If an error is not corrected by 30th September 2018, the Failure to Correct (FTC) regime will commence, with punitive penalties, including:
- a tax geared penalty of between 100% and 200% of the tax not corrected
- a potential asset-based penalty of up to 10% of the value of the relevant asset where the tax at stake is over £25,000 in any tax year
- potential ‘naming and shaming’ where over £25,000 of tax per investigation is involved
- a potential additional penalty of 50% of the amount of the standard penalty, if HMRC could show that assets or funds had been moved in an attempt to avoid the any requirement to correct.
No penalty will be chargeable where the taxpayer has a reasonable excuse for failing to correct the position. A ‘health check’ of a taxpayer’s position during the RTC period is likely to provide a strong defence.
The message from HMRC to those with unreported offshore income and gains is clear-come to us before we come to you.
Included in the Finance Act (No.2) 2017 and known as Requirement to Correct (RTC).
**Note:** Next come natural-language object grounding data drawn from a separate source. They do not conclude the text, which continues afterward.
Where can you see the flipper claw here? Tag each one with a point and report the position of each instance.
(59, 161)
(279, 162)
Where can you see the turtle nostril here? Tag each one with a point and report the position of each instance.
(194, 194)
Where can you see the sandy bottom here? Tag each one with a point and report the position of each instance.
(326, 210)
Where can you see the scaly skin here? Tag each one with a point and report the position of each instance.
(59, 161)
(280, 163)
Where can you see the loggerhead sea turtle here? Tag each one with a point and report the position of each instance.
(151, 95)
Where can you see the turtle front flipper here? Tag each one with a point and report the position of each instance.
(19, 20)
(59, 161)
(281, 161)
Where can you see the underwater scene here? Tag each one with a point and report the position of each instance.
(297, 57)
The RTC applies to any person, i.e. individuals, partnerships, trustees or non-resident landlord companies, with a potential undeclared UK income tax, capital gains tax and / or inheritance tax liability.
Action to be taken now
All taxpayers who have or who had any offshore financial connections (including those who consider themselves to be non-UK domiciled and / or non-UK resident) should review their UK tax affairs to ensure that all tax returns are correct. Additionally, taxpayers should ensure they have submitted tax returns for all years for which they owed tax on income or gains.
This includes checking implementation of planning and technical opinions (e.g. that someone’s belief that they are non-UK domiciled is correct) and whether advice taken in the past was refreshed when the law or circumstances changed. Offshore structures, anti-avoidance legislation and remittances should also be reviewed.
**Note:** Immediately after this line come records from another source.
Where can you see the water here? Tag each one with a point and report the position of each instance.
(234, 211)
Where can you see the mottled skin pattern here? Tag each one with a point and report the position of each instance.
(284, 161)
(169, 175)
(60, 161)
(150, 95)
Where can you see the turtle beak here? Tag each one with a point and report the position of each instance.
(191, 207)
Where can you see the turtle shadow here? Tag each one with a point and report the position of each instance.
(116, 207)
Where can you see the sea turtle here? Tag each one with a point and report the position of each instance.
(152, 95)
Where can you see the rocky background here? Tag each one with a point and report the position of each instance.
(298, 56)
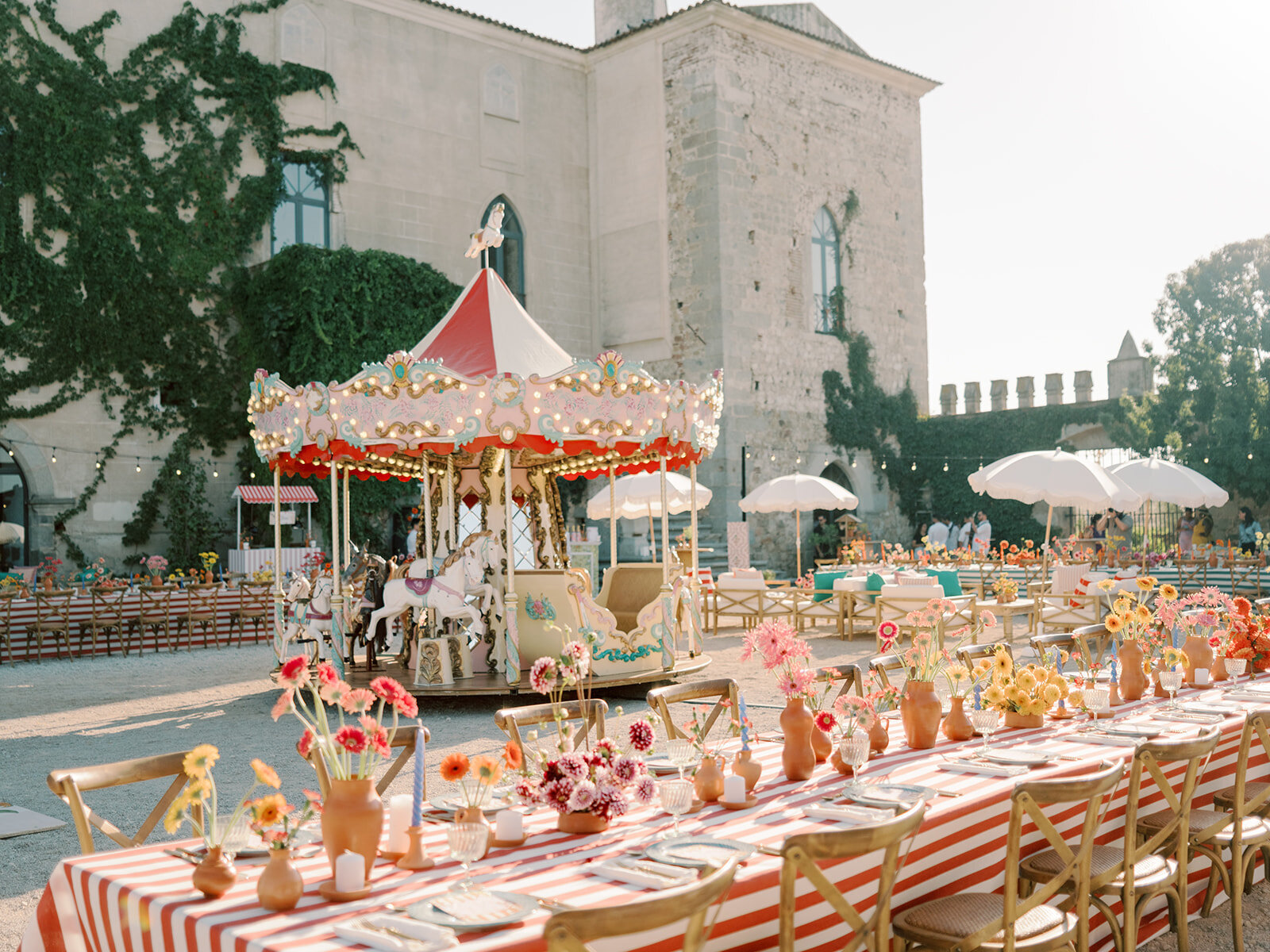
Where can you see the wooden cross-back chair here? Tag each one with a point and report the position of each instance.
(572, 931)
(52, 617)
(722, 689)
(1242, 831)
(107, 616)
(972, 919)
(70, 785)
(1140, 869)
(800, 854)
(591, 712)
(201, 611)
(404, 739)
How to correct a person’s tax affairs?
Those who identify errors or failures to submit / notify in the past must rectify the situation before 30th September 2018.
The main route to let HMRC know about previously undeclared income or assets is the Worldwide Disclosure Facility through the Digital Disclosure Service. This is the final opportunity to make a disclosure before potentially draconian penalties are levied.
Common Reporting Standard
HMRC is beginning to receive an unprecedented amount of information about foreign income and assets under the Common Reporting Standard (CRS) exchange of information.
By September 2018, more than 100 jurisdictions will be exchanging data with the UK under the CRS. The CRS data will provide HMRC with information on UK taxpayers’ bank accounts, investments and trusts held around the world. HMRC will use this information to open tax enquiries, issue tougher penalties, and take forward criminal prosecutions against those who avoid paying the tax they owe.
RTC is the last opportunity to correct matters before HMRC receives the CRS data and the new penalties apply.